The principle that most changes how to engage with cardiovascular risk: it is not only today’s numbers, but how long arteries have been exposed to them. Modest differences in risk-factor exposure, sustained over years, become large differences in outcomes. Addressing borderline risk factors earlier prevents more plaque accumulation over a lifetime. Achieving the same numbers later stabilises disease that has already been developing. Both are valuable — but the biological leverage of earlier intervention is greater.

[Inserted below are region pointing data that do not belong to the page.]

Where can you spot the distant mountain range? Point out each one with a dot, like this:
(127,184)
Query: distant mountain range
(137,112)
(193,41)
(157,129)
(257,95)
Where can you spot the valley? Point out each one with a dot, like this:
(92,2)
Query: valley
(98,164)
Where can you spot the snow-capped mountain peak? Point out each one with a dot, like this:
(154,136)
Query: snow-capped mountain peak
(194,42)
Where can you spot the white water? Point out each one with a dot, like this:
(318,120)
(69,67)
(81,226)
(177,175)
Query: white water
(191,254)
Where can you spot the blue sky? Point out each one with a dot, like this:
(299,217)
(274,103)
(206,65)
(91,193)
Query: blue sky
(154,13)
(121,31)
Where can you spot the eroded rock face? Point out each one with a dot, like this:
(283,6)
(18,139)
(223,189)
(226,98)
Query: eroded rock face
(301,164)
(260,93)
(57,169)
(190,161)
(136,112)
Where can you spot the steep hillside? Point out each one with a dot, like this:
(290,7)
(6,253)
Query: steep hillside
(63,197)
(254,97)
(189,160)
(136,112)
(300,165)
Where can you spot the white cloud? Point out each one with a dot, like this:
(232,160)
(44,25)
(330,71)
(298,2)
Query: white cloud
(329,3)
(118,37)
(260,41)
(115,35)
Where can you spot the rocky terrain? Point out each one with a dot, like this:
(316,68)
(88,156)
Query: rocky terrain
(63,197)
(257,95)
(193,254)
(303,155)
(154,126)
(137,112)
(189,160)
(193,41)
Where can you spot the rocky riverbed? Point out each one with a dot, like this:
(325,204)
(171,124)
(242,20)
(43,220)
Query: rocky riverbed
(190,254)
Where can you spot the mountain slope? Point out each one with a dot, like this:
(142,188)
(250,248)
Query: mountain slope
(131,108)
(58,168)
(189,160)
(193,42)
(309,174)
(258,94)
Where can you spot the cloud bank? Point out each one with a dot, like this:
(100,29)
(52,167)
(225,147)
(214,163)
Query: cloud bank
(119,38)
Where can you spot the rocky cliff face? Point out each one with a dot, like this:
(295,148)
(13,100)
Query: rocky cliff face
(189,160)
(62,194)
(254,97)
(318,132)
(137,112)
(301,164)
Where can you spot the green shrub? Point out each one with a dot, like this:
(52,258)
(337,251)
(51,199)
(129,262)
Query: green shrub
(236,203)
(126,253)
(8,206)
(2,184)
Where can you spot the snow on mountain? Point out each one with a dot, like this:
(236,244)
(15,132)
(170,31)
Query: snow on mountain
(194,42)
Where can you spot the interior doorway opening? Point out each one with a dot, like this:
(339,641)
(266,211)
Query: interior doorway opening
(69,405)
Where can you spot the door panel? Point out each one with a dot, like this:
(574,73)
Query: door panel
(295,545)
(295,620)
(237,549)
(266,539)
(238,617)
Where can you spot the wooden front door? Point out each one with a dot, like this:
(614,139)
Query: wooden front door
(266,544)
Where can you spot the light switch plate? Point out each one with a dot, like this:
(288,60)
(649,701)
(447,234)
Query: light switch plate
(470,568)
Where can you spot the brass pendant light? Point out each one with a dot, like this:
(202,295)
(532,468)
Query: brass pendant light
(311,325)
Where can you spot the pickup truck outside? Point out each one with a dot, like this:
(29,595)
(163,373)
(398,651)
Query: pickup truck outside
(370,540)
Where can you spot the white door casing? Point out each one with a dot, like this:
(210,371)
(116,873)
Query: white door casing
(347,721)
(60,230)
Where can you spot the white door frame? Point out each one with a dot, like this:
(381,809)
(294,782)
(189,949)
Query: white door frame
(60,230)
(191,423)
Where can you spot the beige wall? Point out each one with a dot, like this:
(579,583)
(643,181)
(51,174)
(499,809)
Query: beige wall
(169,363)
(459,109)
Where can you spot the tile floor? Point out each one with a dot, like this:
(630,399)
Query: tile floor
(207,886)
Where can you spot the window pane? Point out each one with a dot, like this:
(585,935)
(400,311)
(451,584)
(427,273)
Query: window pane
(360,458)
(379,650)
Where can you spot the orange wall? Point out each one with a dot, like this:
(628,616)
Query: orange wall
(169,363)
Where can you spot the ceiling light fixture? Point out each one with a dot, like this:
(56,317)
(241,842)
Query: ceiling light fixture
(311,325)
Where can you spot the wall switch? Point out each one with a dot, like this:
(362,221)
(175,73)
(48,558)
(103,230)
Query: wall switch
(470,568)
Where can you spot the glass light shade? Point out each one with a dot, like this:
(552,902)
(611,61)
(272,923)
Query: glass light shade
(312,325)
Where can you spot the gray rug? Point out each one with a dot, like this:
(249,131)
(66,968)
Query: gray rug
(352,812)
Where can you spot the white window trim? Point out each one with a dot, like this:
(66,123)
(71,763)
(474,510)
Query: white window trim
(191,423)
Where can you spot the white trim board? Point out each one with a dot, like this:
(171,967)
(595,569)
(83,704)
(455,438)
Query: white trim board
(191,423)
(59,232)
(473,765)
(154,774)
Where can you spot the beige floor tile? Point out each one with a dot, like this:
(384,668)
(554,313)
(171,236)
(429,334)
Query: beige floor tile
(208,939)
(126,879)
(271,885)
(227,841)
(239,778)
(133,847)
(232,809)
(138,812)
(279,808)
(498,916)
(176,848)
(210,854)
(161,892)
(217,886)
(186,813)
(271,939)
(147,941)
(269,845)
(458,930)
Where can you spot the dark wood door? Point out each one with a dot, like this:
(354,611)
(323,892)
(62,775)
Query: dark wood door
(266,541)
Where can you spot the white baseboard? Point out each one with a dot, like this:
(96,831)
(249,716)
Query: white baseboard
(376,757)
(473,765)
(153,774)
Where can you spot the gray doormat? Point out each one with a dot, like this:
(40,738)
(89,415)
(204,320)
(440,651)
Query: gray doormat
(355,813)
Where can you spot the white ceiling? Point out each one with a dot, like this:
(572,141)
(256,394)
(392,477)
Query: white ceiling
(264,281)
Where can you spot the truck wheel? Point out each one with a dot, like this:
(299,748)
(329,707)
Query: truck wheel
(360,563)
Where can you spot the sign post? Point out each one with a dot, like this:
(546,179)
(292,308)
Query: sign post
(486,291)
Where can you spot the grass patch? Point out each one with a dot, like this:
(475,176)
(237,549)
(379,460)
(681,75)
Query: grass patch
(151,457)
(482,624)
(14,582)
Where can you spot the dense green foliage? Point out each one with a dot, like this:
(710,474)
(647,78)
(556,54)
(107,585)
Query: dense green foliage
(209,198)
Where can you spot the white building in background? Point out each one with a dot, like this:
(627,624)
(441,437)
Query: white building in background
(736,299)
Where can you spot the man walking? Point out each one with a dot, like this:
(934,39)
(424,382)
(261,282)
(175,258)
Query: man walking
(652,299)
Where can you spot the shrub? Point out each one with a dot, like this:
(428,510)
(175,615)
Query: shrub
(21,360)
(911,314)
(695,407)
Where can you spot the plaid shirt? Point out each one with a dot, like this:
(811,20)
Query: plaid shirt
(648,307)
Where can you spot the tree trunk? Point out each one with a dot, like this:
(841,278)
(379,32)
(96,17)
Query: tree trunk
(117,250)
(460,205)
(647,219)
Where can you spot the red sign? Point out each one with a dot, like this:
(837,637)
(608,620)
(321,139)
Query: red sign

Risk reduction is not all-or-nothing, and it is never too late. Every improvement — in blood pressure, LDL, metabolic health, physical activity, or smoking exposure — reduces the ongoing biological burden on arterial walls. The cardiovascular system responds to reduced exposure, not only to perfect exposure. That principle applies at every age, at every stage of disease, and at every level of risk.
Key Terms
Apolipoprotein B (ApoB): A protein carried by each atherogenic lipoprotein particle; measuring ApoB estimates particle number, which often predicts cardiovascular risk more accurately than LDL cholesterol mass alone.[15]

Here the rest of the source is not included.